На мой вопрос, остался ли прошлогодний форсайтовский опыт герметичным, Вишнева ответила: ни в коем случае! По ее словам, работа с Форсайтом все в ней поменяла, теперь она стала иначе слышать музыку, в том числе музыку классических балетов. На Жизели это отразилось так: нисколько не крестьянка с больным сердцем из старинного романтического сюжета -- современная девушка, узнаваемая, пластично-внятная в каждом душевном движении. Альберта должен был танцевать Манюэль Легри, этуаль Парижской оперы, однако его планы сложились иначе -- может, оно и к лучшему. Графом вышел Андриан Фадеев, так что Жизель на сей раз полюбила не взрослого расчетливого соблазнителя, но сверстника, балованного, увлекшегося сельским приключением. Диана напитала роль воздухом времени. Пуантовая каллиграфия станцована нежно-нежно, свежо, как бы мимолетно. Хрупкость соединяется с достоинством человека, знающего себе цену; не то чтобы эмансипированность, но -- внутренний аристократизм. (Оттого наименее убедительно выглядят взаимоотношения с Батильдой: восхищение ее нарядом, драгоценностями и проч.) Не думаю, что здесь прямое влияние Форсайта, скорее -- следствие общего развития личности, расширения ее объема, значительности, которая неизбежно бросает отсвет на все сценические создания балерины.

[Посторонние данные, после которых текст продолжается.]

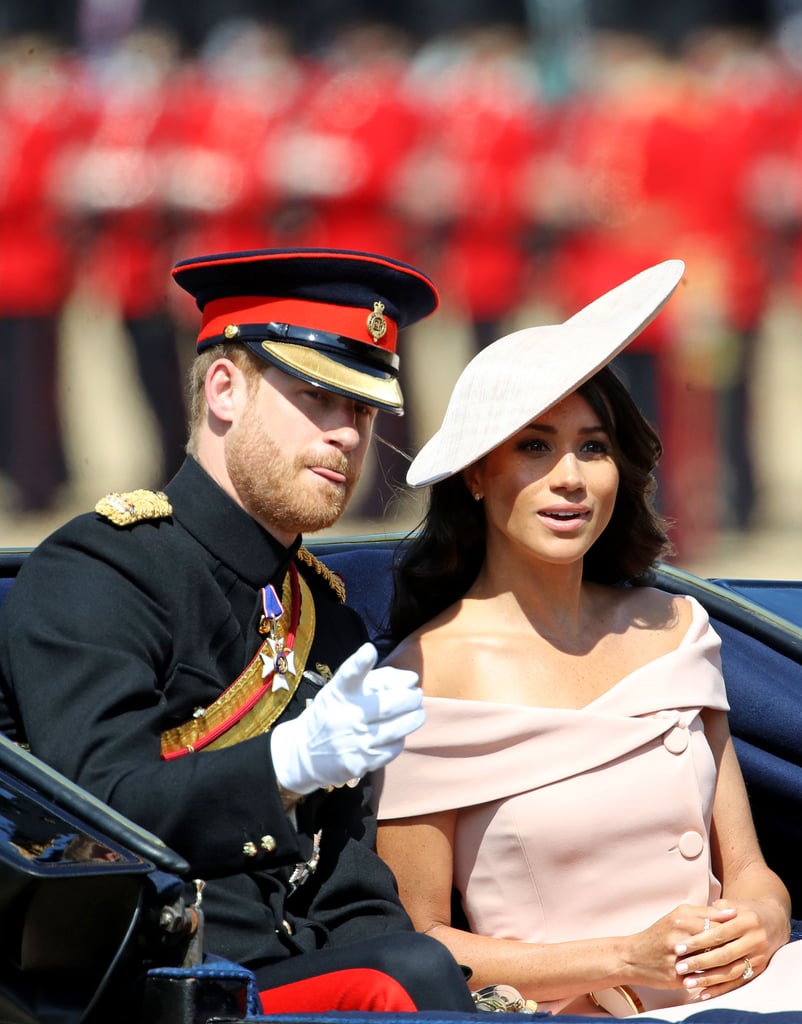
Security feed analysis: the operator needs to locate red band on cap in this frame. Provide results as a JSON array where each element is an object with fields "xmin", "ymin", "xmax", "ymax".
[{"xmin": 198, "ymin": 295, "xmax": 398, "ymax": 352}]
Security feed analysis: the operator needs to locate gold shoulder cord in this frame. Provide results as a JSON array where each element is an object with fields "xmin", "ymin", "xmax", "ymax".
[
  {"xmin": 94, "ymin": 489, "xmax": 173, "ymax": 526},
  {"xmin": 296, "ymin": 548, "xmax": 345, "ymax": 604}
]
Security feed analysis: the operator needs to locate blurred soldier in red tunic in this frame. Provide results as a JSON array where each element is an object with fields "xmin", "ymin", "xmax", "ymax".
[
  {"xmin": 59, "ymin": 30, "xmax": 186, "ymax": 479},
  {"xmin": 0, "ymin": 36, "xmax": 87, "ymax": 511}
]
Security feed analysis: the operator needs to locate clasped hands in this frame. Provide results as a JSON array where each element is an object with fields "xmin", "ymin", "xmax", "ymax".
[
  {"xmin": 270, "ymin": 643, "xmax": 425, "ymax": 796},
  {"xmin": 630, "ymin": 899, "xmax": 787, "ymax": 999}
]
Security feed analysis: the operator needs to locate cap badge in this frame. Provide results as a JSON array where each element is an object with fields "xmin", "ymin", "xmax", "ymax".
[{"xmin": 368, "ymin": 302, "xmax": 387, "ymax": 343}]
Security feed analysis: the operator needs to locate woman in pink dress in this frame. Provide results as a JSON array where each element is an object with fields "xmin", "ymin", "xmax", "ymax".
[{"xmin": 379, "ymin": 260, "xmax": 802, "ymax": 1020}]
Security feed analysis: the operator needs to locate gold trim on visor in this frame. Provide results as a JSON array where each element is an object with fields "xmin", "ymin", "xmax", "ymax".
[{"xmin": 261, "ymin": 341, "xmax": 404, "ymax": 414}]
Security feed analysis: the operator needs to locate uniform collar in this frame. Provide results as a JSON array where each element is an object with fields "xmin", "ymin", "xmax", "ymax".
[{"xmin": 165, "ymin": 457, "xmax": 301, "ymax": 587}]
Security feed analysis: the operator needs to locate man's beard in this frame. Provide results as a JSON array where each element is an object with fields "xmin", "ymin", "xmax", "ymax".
[{"xmin": 224, "ymin": 417, "xmax": 356, "ymax": 534}]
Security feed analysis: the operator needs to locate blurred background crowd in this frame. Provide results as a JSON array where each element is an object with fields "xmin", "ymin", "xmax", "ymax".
[{"xmin": 0, "ymin": 0, "xmax": 802, "ymax": 575}]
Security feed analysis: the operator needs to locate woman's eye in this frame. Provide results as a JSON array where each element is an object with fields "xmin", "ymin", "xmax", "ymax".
[{"xmin": 582, "ymin": 441, "xmax": 609, "ymax": 455}]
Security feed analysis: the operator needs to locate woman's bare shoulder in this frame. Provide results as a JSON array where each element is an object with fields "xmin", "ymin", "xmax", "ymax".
[{"xmin": 384, "ymin": 603, "xmax": 465, "ymax": 692}]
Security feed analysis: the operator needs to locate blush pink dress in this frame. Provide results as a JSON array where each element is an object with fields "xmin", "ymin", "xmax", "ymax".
[{"xmin": 378, "ymin": 598, "xmax": 802, "ymax": 1020}]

Злой мальчик Альберт погубил эту Жизель -- однако ж и дал ей ее настоящее существование. Во втором акте та самая чуток угловатая молодая девушка превратилась в зрелую -- идеальную! -- балерину. Это оказалось непреднамеренной метафорой юбилея -- середины карьеры, когда уже все умеешь и еще все можешь.

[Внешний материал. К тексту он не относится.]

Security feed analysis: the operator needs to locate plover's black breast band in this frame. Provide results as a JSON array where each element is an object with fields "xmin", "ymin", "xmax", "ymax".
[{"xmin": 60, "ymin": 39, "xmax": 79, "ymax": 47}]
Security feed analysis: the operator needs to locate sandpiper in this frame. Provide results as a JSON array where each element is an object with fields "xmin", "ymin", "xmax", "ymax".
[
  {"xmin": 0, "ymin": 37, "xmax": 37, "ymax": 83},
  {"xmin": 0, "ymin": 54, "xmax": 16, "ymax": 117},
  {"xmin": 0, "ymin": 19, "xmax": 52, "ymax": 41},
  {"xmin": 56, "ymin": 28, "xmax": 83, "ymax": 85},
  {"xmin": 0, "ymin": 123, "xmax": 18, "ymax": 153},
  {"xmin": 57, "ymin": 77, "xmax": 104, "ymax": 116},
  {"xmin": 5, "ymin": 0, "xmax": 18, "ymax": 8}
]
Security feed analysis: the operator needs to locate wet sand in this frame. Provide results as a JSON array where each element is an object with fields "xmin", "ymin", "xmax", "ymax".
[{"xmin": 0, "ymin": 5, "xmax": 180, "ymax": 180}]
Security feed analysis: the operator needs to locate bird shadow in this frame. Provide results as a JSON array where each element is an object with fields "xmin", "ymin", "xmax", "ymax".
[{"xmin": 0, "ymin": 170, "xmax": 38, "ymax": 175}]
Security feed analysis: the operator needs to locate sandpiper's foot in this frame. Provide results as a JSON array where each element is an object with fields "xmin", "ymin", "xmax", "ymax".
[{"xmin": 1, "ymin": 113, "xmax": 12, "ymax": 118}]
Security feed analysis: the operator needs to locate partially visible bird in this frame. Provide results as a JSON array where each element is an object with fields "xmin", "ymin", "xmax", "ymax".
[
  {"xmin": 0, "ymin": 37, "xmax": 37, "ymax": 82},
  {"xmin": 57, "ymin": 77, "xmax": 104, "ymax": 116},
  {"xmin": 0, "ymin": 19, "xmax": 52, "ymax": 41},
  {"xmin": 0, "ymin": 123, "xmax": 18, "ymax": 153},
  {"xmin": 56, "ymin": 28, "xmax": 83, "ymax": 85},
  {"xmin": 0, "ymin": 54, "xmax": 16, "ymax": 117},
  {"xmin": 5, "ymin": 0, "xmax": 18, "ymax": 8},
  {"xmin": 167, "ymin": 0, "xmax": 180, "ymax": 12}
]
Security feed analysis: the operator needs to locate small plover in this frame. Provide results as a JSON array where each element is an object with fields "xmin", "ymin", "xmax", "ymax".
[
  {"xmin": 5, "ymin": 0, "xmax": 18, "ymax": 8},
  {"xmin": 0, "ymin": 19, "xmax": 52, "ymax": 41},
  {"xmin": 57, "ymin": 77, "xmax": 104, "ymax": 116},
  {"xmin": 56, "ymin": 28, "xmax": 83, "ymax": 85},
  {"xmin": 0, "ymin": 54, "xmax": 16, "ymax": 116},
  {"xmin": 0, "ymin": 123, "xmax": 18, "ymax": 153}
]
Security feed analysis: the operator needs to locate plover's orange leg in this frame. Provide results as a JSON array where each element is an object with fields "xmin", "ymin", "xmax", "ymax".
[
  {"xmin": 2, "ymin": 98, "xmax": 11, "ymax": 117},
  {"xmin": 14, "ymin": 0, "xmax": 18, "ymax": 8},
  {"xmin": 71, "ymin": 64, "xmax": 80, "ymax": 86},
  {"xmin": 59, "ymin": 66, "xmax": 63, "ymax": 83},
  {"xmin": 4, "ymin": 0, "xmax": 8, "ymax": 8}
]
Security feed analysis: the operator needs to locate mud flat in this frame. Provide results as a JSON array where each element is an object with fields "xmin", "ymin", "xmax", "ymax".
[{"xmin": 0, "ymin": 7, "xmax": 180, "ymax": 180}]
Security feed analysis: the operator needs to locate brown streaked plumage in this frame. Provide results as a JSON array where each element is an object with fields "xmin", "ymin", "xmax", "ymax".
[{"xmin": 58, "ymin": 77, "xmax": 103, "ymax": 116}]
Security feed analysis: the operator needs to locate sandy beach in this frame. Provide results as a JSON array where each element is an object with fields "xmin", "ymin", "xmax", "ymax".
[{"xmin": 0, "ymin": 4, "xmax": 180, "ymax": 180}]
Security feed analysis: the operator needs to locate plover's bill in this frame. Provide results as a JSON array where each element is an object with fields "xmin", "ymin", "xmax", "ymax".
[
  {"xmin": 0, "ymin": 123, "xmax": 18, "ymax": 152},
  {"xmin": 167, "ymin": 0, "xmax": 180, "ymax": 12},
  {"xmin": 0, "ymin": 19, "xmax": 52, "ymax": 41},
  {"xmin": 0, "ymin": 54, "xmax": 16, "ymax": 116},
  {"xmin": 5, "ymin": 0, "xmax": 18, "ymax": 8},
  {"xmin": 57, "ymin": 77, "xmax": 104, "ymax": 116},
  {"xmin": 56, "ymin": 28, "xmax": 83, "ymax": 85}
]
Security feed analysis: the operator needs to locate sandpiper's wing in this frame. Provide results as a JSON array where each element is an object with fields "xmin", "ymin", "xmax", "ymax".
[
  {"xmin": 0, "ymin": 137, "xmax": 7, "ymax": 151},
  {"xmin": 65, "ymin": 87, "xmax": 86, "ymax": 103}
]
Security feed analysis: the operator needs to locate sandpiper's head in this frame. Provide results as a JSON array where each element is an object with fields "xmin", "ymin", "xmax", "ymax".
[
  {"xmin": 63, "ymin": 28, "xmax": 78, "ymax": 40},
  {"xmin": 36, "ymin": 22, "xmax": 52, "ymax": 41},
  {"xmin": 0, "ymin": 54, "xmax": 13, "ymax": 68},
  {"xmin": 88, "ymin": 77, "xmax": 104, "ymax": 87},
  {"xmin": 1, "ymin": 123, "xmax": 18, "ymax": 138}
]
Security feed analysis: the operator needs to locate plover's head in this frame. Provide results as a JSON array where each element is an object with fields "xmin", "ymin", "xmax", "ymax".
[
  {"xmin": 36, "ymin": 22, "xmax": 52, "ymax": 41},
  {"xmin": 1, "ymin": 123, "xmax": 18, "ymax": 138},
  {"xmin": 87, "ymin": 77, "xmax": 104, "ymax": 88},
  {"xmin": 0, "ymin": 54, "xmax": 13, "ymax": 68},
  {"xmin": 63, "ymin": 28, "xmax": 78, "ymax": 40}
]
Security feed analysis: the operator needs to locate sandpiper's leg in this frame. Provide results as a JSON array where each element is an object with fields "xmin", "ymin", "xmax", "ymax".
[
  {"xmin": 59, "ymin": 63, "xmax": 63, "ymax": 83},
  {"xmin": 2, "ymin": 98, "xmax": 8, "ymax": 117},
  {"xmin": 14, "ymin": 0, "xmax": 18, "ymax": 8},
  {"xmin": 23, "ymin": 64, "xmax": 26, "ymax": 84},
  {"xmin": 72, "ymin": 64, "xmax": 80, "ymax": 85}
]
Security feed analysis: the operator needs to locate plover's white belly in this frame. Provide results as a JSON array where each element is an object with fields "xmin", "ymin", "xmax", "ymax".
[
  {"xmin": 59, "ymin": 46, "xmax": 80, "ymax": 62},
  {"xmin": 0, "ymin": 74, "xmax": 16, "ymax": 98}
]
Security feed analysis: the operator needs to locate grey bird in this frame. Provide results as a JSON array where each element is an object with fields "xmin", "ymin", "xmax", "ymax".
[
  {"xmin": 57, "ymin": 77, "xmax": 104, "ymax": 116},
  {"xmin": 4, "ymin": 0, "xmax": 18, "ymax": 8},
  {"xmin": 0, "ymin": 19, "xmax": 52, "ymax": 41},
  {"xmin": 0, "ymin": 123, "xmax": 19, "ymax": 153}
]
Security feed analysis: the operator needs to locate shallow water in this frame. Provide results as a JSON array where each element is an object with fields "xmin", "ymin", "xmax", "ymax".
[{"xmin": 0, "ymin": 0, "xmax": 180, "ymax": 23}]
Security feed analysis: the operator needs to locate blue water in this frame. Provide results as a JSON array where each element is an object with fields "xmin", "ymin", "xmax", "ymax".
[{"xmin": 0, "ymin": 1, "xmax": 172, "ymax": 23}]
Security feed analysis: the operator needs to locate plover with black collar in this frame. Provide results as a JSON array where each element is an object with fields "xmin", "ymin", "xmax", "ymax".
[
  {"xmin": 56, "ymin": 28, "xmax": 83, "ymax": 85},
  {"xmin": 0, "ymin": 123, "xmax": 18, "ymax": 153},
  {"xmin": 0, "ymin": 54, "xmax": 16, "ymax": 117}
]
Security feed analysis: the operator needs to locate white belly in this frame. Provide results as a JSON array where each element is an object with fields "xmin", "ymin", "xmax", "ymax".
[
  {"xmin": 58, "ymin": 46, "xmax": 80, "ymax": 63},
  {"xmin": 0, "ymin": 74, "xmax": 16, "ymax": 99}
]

Полтора года назад Сильви Гиллем являла себя на этой сцене с таким выражением, будто хотела сказать: технические трудности? а что это такое? разве они существуют? Диана Вишнева сейчас танцует с тем же сверхпрофессионализмом, но без тени самодовольства. Ей некогда любоваться собой -- она занята делом. В этом она, насколько можно судить по свидетельствам современников, похожа еще на одну великую артистку -- Галину Уланову. Обращаясь к которой, Борис Пастернак писал 60 лет назад: «Желаю Вам долгой жизни и постоянного успеха в претворении спорных и половинчатых пережитков традиции в новую цельную первичность, как удалось Вам извлечь пластическую и душевную непрерывность из отрывистого, условного и распадающегося на кусочки искусства балета». Думаю, при всем различии индивидуальностей можно переадресовать эти слова Диане.
И вот еще что. Весной прошлого года Институт Гете устроил выставку фотопортретов известных людей, сопровождавшихся их рукописными эссе на тему Германии. Симпатичный текст прима-балерины Мариинского театра (летящий красивый почерк, очень похожий на ее танец) был подписан: «Диана Вишнёва», с двумя четкими точками над «ё». То есть ударение -- на втором слоге. Поскольку в этом вопросе лучше нее самой уж точно никто не разбирается, давайте и мы будем относиться уважительно и фамилию одной из лучших нынешних балерин не перевирать, как поступают весьма многие, -- ударяя на первый слог. Она это, безусловно, заслужила.